Pet Sematary (1989)
Maine tepelerindeki yeni evlerine yerleşen Creed ailesi için bu sessiz, sakin ve biraz da ıssız mahalle, yepyeni bir başlangıç olacaktır. Büyük, bahçeli evlerini çok seven aile, mahalleye kısa sürede uyum sağlar; her şey, tam da hayal ettikleri gibidir. Ancak bu hayalde yer almayan bir şey, akıllarına bile gelmeyecek korkunç olaylar zincirine doğru onları adım adım sürükler: Evlerinin arkasındaki ormanda bir hayvan mezarlığı yer almaktadır. Bunu öğrenen aile biraz huzursuzlanırken komşuları da her defasında mezarlığın sözünü açmaktan kaçınır. Tuhaf durumlar ve açıklanmayan gerginliklerle, yaklaşan kötücül gücü hissettiren King, hayvan mezarlığının bahsiyle beraber hayal gücünün gerilim dolu kapılarını aralamaya başlar. Nitekim bu mezarlıkta toprak, son nefesin verildiği bir durak değil; kötü ruhun yeniden can bulduğu yerdir.
Çoğu kitap uyarlamasında izleyicinin, eserin orijinal kaynağına göre şekillenen beklentisi, bir hayal kırıklığına dönüşürken King’in bu yapımı, setini kitapta geçen Maine ile aynı mekâna kurmuştur. Gerçeği bu denli titiz bir çalışmayla yakalayan yapım, ayrıca King’in kendi ifadesiyle kaleme alırken gerçekten korkuya kapıldığı tek romandır.
Misery (1990)
Kurgusal karakterlerin gerçek dünyada tezahür etmeye başladığı nokta, insanın yaratıcı gücünün bir başka rakiple karşılaştığı ve kendi yaratısına karşı korkunun başladığı ilk andır.

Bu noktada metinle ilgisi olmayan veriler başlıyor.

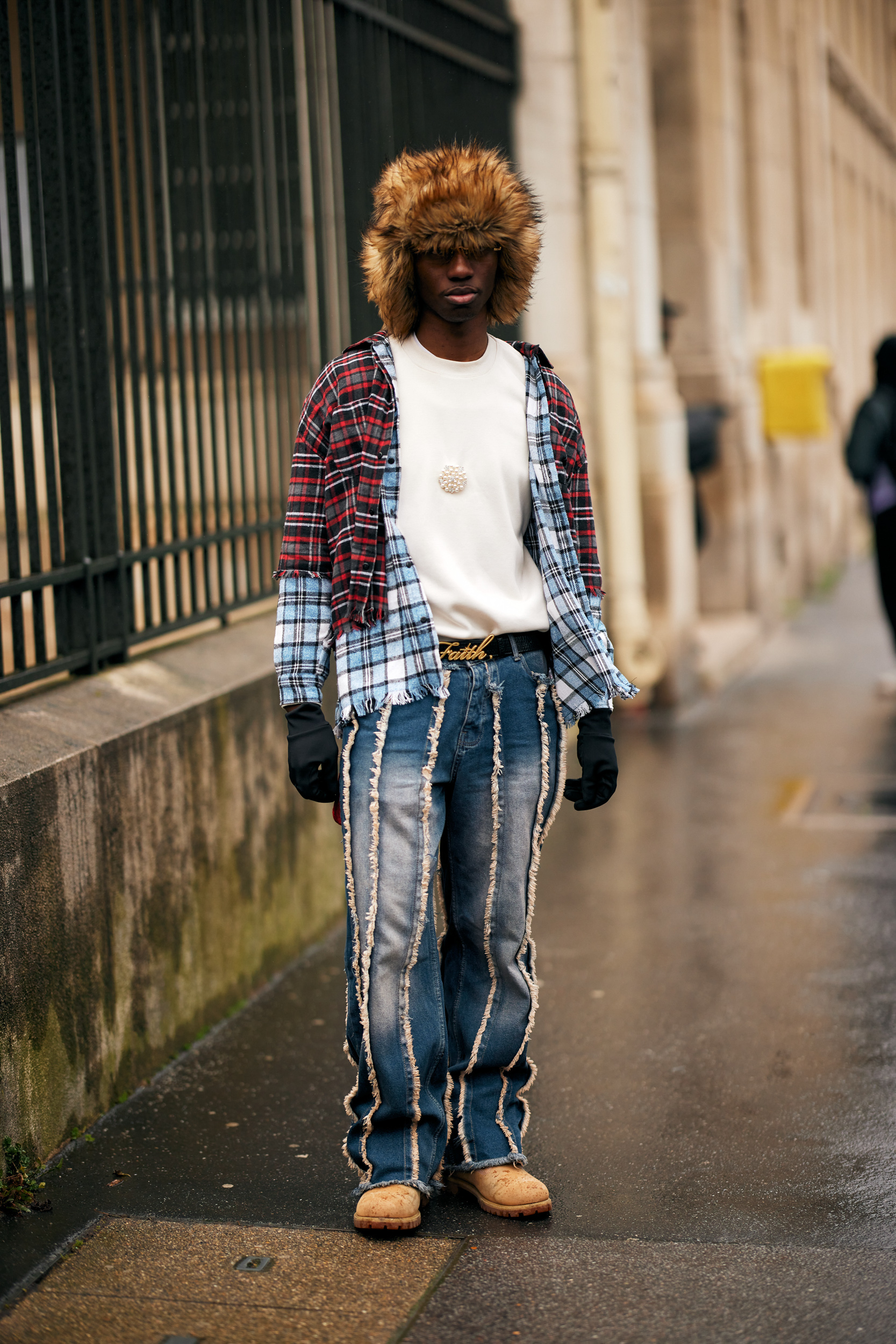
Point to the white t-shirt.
(468, 547)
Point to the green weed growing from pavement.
(19, 1184)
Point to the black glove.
(598, 760)
(313, 756)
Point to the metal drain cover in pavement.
(160, 1280)
(852, 803)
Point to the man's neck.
(462, 342)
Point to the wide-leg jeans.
(445, 808)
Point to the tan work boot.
(394, 1209)
(507, 1191)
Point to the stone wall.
(156, 866)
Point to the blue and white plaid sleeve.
(304, 638)
(604, 639)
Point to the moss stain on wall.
(151, 883)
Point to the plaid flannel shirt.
(346, 574)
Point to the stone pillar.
(613, 367)
(666, 488)
(698, 112)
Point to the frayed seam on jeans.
(429, 1190)
(511, 1160)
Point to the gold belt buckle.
(457, 652)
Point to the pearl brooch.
(451, 479)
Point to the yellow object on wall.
(794, 396)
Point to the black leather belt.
(494, 647)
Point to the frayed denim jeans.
(445, 808)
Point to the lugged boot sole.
(388, 1225)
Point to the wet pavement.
(715, 1111)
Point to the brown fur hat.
(453, 198)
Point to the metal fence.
(178, 183)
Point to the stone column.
(613, 367)
(666, 488)
(704, 269)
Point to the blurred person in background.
(440, 537)
(871, 457)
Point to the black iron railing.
(178, 184)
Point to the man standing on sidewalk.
(440, 534)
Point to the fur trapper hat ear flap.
(453, 198)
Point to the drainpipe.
(615, 483)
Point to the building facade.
(720, 184)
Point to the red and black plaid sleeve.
(572, 468)
(305, 547)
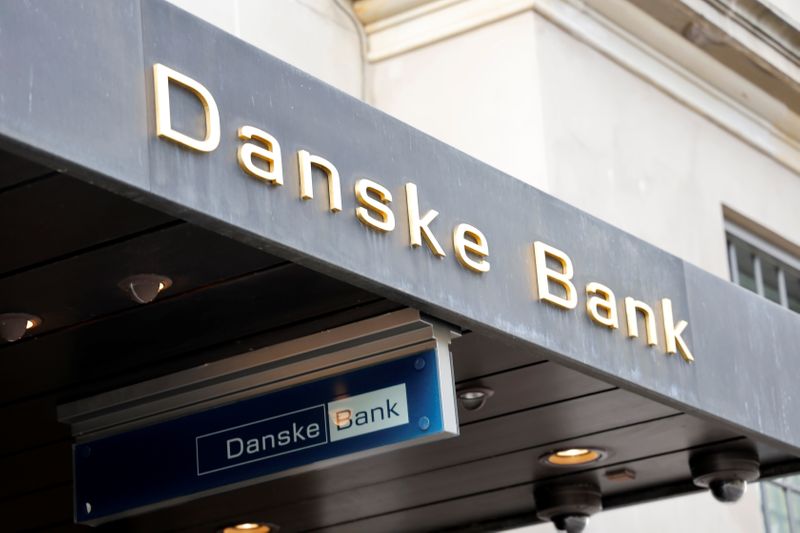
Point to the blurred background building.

King de bu korkuyu zekice bir kurguyla örerek özgün bir gerilime daha imza atar.
Ünlü yazar Paul Sheldon, geçirdiği bir trafik kazası sonucu bilincini yitirir. Bu sırada, eskiden hemşire olarak görev yapmış olan ve Sheldon’ın en büyük hayranı olduğunu iddia eden Annie Wilkes, kendine gelip toparlanabilmesi için yazarı dağların arasındaki ıssız evine götürür. Sheldon’ın romanları gizemlidir, karanlıktır ve öldürmekten çekinmez. Ancak yazarın bilmediği şey, gerçeğin, hayal gücünün kurgularından daha acımasız şekillerde kurgulanabileceğidir. Bir yandan yazara ilk yardım müdahalesi yapan, diğer yandan da yazarın son romanını okuma fırsatı bulan Annie, romanda en sevdiği karakterin öldüğünü öğrenince işlerin rengi bambaşka bir hâl alır. Annie’nin romandaki bu karakterle kurduğu takıntılı bağ, Paul’u ölümle tehdit etmesine kadar ulaşan tehlikeli bir boyuta gelir. Bundan sonra da psikopat eğilimleri gittikçe belirginleşen kadın, Paul’u içinden çıkılmaz bir esarete sürükler.
Gerilimin adım adım, sakin ve bir o kadar tehlikeli şekilde yaklaştığı romanın Türkçeye çevirisi, hem kitabın hem de filmin içeriğini tam olarak yansıtan niteliktedir: Ölüm Kitabı.